I have long admired Giere's lucid expositions and penetrating analyses. Those virtues are again present in his "Representing with Physical Models". It is a short chapter (7 pages) in which he teases out a common feature of three ways of representing using models: theoretical, physical and computational models. The common feature is that the representing involves an intentional agent selectively invoking similarities between a model and an aspect of the world. At first glance, this might not seem a particularly penetrating point but two aspects are worthy of closer inspection. First, on the semantic view of theories (which Giere has promoted, as have I) theories are non-linguistic, model-theoretic entities. The relationship of the model to the world is an isomorphism. The mathematical concept of isomorphism is clear and rigorous; specifying the conditions under which the isomorphism obtains between a model and the world has proven complex. Appeals to abstractions and simplifications have provided some traction but, in turn, have raised questions about the validity of processes by which abstraction and simplification is achieved. By making explicit that an intentional agent (I would suggest that it is usually a group of agents) determine the required (desired) similarity lays bare the fact that intentional agents using rigorous mathematics are at the heart of the scientific enterprise of representing. It is the purposes at hand that play a crucial role, a point Isabelle Peschard makes in her chapter, albeit in a different way: she examines models of turbulence. Second, representation using physical models has been given short-shrift in philosophy of science. Giere begins the process of rectifying this. He uses Watson and Crick's double helical model of DNA as his example but he could have used Linus Pauling's a-helical model of proteins or August Kekulé's ring model of benzene; all used physical models to represent the chemical structure. There is no shortage of other examples and all support Giere's point that these are powerful representations, which also involve intentional agents.

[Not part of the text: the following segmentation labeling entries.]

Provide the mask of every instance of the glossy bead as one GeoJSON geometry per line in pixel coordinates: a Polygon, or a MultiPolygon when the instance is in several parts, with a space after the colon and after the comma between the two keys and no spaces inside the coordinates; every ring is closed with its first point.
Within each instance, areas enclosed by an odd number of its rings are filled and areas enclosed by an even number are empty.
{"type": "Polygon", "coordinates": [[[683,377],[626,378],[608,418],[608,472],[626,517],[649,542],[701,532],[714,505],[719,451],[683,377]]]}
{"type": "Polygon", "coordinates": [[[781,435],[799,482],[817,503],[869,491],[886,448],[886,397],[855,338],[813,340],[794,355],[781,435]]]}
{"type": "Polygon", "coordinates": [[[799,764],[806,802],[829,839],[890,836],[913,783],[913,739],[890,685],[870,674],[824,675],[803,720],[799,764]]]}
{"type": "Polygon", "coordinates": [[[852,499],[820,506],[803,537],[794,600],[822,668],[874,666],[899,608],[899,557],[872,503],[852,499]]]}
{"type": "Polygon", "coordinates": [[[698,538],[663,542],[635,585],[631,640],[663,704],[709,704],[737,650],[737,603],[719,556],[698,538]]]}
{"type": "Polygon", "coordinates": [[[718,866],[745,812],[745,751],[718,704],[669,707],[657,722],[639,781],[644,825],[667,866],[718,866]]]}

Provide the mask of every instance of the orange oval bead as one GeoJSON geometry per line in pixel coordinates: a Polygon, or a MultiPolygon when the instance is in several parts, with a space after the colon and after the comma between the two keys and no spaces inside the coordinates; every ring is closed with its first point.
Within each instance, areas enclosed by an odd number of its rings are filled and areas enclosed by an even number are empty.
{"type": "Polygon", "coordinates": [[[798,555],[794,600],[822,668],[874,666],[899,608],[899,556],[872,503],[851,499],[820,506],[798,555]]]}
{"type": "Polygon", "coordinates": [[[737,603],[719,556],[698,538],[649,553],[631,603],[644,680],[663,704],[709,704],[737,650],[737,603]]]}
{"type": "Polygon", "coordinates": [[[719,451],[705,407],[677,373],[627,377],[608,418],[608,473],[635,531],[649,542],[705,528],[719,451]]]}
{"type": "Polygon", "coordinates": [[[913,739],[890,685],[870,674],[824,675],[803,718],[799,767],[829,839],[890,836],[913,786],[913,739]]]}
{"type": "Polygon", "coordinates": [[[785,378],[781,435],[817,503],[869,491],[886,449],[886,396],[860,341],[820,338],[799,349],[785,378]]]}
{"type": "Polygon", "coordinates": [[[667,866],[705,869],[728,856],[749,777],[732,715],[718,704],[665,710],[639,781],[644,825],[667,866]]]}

There are many other chapters that are worthy of careful attention; indeed, I found them all in some way illuminating and valuable. The ones on which I have focused simply reflect my principal interests. It is common to find in reviews of fictional works such claims as, "I could not put this book down". There are very few books in philosophy of science about which I would make that claim; this is one for which it is an apt description.